J’ai regardé les étoiles émerger de l’effondrement gravitationnel de molécules et de poussières, écouté leur chant glorieux s’élever jusqu’à finir en râle explosif de supernova. J’ai observé les embryons de protoplanète se former, s’affronter pour exister. J’ai assisté à leur union cataclysmique capable de donner naissance à d’immenses sphères gazeuses ou de solides globes telluriques. Au chevet du cosmos, observateur attentif de ce concerto céleste, j’étais l’enfant béni de la Création, immuable, immortel.
Plus vif qu’un photon, je glissais dans le froid intersidéral impuissant à m’atteindre. Ma forme parfaite recelait le brasier d’un quasar et ses pulsations d’énergie battaient à l’unisson du pouls stellaire. Bien que vagabond de l’infini, je sentais au fil de mes pérégrinations naître le besoin irrationnel de participer à l’écheveau tissé par Mère. Je désirais faire partie de son grand tout.

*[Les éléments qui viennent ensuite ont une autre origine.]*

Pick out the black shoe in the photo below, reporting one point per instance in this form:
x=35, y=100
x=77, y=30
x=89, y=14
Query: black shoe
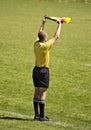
x=44, y=119
x=36, y=118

De jeune trublion galactique, je m’improvisais découvreur, en quête de l’étincelle de vie égarée au milieu de cette trame de possibilité. Je n’en restais pas moins discipliné, car la mission que je m’étais confiée nécessitait assiduité et méthodologie pour déceler la planète idoine.
Et je l’ai trouvée après une éternité d’errance.
...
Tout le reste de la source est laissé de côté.